The projects and exercises here are done from the perspective of a data analyst at an early-stage eCommerce startup. The analyst works with the marketing team to analyze and optimize marketing channels, measure and test website conversion performance, and use data to understand the impact of new product launches.


The analyst first helps the company prepare data for an executive board meeting (see the materials for Project 1). Here are the key findings:

  • Strong growth in sessions, orders, and conversion rates (Q1 analysis)
  • Strong growth in brand orders (orders placed after explicitly searching for Maven in the browser, Q2 analysis)
  • Relative increase in desktop VS mobile orders (Q3 analysis)
  • Strong growth in organic search and direct type in sessions (Q4 analysis), indicating an increase in sessions that are of no cost to the company
  • Increase in conversion rates from around 3.2% to 4.4% in under a year (Q5 analysis)
  • 0.8% lift from the new landing page, leading to extra 50 orders per month on average (Q6 analysis)
  • Lift of $8.51 per billing page view ($10,160/month) due to the new billing page (Q8 analysis)
  • Additional analyses: Conversion funnel analyses for the new landing page (Q7 analyses)

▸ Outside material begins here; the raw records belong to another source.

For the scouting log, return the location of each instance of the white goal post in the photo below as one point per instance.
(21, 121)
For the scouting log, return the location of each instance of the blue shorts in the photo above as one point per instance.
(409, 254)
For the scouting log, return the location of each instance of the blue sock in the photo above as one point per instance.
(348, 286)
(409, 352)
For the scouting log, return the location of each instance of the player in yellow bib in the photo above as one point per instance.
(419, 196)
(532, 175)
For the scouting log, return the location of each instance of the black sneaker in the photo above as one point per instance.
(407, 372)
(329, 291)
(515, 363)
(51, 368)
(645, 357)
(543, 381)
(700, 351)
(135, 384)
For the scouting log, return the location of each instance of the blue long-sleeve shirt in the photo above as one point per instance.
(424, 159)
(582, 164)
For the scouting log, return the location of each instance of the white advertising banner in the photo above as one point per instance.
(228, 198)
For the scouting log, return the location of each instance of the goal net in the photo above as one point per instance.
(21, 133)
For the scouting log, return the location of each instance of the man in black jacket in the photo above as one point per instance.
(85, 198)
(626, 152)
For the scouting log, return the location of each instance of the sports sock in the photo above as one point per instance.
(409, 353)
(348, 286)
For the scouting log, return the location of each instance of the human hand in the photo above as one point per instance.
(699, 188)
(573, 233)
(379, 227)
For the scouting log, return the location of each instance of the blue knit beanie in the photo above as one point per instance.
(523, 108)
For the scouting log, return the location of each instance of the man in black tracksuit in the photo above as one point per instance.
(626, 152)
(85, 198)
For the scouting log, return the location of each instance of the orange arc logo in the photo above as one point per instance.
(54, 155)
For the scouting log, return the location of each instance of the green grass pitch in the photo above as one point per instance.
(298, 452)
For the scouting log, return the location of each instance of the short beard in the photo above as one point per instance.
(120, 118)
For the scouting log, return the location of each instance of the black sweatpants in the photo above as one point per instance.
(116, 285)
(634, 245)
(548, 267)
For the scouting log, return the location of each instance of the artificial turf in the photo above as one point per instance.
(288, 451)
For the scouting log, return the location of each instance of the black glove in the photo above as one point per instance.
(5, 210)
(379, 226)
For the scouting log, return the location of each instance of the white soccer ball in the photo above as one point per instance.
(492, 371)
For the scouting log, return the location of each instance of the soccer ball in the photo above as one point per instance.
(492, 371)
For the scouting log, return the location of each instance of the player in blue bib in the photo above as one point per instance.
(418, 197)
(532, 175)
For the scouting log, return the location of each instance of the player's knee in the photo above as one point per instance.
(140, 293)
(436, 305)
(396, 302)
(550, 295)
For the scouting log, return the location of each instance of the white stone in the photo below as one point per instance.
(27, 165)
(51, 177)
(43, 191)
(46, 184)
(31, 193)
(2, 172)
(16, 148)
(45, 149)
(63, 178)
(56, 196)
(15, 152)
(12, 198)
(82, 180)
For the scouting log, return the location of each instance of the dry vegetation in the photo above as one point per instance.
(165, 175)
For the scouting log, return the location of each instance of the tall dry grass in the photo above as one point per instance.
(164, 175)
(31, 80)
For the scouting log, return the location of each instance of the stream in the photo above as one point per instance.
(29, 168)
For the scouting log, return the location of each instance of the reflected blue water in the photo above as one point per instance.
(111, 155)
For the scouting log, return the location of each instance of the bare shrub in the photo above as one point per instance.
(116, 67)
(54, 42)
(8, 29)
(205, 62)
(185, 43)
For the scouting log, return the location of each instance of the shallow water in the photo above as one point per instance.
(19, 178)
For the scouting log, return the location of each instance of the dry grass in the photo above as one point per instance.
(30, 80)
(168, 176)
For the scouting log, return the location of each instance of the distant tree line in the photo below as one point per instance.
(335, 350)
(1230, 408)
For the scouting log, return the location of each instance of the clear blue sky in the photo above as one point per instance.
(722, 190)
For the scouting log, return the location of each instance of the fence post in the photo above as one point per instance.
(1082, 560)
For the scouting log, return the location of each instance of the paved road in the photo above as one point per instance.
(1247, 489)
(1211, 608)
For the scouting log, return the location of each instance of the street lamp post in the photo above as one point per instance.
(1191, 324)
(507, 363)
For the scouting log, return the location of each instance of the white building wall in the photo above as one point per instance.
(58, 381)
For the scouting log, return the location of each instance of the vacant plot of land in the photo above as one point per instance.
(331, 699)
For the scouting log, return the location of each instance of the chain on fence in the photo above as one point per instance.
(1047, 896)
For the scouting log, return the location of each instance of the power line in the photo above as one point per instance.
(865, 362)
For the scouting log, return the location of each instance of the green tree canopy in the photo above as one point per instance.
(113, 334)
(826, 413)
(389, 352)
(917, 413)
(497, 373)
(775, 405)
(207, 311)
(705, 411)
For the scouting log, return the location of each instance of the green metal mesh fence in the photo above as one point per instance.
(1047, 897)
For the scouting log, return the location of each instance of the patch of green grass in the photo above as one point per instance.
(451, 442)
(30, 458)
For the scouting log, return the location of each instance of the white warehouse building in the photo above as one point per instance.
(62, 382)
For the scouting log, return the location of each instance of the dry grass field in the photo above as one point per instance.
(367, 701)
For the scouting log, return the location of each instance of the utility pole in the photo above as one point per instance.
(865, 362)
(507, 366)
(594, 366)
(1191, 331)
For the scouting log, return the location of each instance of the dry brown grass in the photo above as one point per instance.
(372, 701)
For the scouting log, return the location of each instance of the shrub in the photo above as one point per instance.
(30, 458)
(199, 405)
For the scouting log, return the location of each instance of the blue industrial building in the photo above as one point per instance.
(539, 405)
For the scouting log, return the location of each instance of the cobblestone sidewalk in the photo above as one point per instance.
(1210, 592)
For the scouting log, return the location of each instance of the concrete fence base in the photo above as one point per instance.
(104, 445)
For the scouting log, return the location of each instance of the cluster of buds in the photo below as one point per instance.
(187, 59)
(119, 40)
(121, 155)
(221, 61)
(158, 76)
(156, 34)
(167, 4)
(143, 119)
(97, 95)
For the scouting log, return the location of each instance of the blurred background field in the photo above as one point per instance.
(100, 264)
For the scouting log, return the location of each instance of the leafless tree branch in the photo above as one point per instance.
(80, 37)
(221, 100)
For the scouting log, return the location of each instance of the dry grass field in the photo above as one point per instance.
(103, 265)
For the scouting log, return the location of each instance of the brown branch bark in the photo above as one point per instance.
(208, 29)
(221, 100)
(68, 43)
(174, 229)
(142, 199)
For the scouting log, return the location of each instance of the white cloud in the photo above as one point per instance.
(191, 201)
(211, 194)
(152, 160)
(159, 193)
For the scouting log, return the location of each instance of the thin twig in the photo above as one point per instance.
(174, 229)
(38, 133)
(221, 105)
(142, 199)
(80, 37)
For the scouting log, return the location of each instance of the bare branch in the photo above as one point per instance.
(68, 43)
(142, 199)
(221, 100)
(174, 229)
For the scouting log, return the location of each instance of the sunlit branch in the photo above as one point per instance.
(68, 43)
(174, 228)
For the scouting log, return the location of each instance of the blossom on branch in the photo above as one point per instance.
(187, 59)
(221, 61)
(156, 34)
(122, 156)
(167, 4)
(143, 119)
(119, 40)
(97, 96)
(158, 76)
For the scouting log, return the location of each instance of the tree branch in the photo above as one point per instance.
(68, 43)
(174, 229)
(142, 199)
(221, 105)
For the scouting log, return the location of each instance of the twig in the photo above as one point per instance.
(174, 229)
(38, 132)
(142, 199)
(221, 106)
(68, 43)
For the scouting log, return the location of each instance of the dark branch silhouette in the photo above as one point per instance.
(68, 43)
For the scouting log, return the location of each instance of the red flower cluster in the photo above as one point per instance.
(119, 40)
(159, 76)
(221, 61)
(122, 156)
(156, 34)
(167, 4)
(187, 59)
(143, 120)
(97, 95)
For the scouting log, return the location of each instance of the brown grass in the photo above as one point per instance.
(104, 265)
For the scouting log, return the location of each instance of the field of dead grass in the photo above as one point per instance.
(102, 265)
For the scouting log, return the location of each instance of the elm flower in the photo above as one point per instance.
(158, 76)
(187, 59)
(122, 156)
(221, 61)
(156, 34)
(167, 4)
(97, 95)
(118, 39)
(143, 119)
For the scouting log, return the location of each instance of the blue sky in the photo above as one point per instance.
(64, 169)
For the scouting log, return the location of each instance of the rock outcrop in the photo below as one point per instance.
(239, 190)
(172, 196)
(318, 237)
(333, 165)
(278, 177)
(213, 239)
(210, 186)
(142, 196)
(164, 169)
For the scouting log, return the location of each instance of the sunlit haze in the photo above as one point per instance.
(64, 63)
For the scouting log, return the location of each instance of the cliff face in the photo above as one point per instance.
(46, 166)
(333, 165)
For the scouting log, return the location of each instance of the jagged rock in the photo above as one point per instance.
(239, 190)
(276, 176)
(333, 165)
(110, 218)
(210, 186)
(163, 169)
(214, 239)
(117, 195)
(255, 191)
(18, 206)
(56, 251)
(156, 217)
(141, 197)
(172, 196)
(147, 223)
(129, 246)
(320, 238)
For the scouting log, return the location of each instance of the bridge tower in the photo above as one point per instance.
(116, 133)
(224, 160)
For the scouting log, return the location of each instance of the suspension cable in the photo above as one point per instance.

Later, the analyst relates Maven's growth story to potential investors (see the final project). The reports show the company's progress over the first three years of its life cycle. I have supplemented these analyses with a Tableau story and a chart (also found in Final Project Tableau Analysis.pdf) The Tableau growth story can be found here, the querries are here and the key findings are summarized below.

  • The quarterly number of orders has grown by a factor of 100x since the company started (Q1)
  • Session-to-order conversion rates have increased from around 3% to around 8% (Q2)
  • Revenue per session has increased from $1.60 to $5.30 (Q2)
  • Organic traffic ratio has tripled from 6:1 (nonorganic:organic) to 2:1 (nonorganic:organic), indicating decreased business reliance on paid campaigns (Q3)
  • Conversion rates from paid traffic have more than doubled for key channels, from 3.2% to 6.6% for Google search traffic, for example (Q4)
  • Revenues have increased by a factor of 10x on average for the two key products and revenues for all products have increased (Q5)
  • The clickthrough rate to products page has increased from 71% to 85% and product-to-order conversion rate has increased from 8% to 14% (Q6)
  • Adding the fourth product has increased sales from the previous three products as well (Q7)


The projects are part of John Pauler's highly recommended Advanced SQL: MySQL Data Analysis & Business Intelligence course. Class certificate is found here. See class assignments for examples of other analyses, which are found in Other Projects and Assignments folder. I have worked out all problems before looking at the suggested course solutions, and while some of my analyses deviate from the approaches covered in the course, they lead to the same final answers.